These types of substitutions aren't going to dent the health profile of someone with heart disease. For an organization that brought in close to a billion dollars last year, you'd think they could come up with something a little more pronounced. If I was more cynical I'd say the AHA had an interest in keeping Americans fat ... or at least dependent on a highly-processed, fast food diet, requiring drugs to tweak lab values.

Out of curiosity, I checked to see who some of their big contributors were, who they might in some way be beholden to.

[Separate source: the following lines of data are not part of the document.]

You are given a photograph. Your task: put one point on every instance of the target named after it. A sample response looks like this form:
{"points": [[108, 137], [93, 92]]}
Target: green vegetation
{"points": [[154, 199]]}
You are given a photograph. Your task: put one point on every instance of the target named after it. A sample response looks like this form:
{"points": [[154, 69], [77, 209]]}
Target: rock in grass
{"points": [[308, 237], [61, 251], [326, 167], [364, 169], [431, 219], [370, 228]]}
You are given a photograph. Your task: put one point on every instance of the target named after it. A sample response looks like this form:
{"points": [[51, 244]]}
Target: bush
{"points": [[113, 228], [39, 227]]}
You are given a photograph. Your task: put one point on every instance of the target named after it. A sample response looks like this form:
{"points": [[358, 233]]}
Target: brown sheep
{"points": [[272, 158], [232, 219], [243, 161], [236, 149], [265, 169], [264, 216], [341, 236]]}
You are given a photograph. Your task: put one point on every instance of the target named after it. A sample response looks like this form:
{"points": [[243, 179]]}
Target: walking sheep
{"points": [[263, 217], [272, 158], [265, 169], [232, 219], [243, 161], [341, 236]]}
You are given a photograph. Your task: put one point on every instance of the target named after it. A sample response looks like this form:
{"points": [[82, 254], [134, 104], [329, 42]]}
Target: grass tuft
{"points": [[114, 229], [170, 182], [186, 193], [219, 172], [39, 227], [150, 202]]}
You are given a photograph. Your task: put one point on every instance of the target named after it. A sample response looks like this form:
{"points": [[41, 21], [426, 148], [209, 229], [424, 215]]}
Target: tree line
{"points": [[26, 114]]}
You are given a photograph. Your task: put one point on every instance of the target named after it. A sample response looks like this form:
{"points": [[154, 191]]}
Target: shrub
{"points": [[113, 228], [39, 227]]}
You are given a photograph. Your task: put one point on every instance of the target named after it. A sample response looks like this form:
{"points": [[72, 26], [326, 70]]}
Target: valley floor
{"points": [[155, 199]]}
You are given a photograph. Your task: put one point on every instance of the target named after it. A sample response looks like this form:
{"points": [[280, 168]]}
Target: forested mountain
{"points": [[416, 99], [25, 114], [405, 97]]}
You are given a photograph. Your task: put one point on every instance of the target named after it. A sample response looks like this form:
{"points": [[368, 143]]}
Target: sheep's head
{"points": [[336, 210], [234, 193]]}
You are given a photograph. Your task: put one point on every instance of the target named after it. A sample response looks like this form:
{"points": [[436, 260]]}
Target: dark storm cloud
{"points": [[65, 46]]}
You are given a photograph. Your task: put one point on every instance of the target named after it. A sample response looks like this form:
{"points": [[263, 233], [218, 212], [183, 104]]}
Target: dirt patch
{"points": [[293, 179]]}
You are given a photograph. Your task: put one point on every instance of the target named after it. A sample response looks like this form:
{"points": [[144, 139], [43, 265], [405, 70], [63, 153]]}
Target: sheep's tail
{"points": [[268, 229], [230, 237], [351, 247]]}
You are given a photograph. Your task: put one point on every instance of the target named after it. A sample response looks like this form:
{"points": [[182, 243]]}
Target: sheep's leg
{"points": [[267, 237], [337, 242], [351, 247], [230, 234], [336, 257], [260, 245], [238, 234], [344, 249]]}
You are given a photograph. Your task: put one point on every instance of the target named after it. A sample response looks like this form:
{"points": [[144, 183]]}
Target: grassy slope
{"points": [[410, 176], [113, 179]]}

Here's the list for those who gave between $1,000,000 – 4,999,999 last year: 1

AstraZeneca
Bristol-Myers Squibb
The Bugher Foundation
Campbell’s Soup
John K. Castle
ConAgra Foods (Healthy Choice)
The Michael and Susan Dell Foundation
GlaxoSmithKline
Kellogg’s
Kenneth L. Mink Co.
King Pharmaceuticals
KOS Pharmaceuticals
Macy’s
Merck & Co.
Merck/Schering-Plough
Merrill Lynch Employee Giving Campaign
Novartis Pharmaceuticals
Pfizer Pharmaceuticals
The Robert Wood Johnson Foundation
Ross Stores, Inc.
Subway® Restaurants
Takeda
Walgreens

Ten of the top 23 donors are drug companies, 11 if I count the pharmacy Walgreens. Big commercial food manufacturers (Campbell's, ConAgra, Kellogg's, and Subway) also contribute a sizable portion. I really don't want my cynicism to win out here.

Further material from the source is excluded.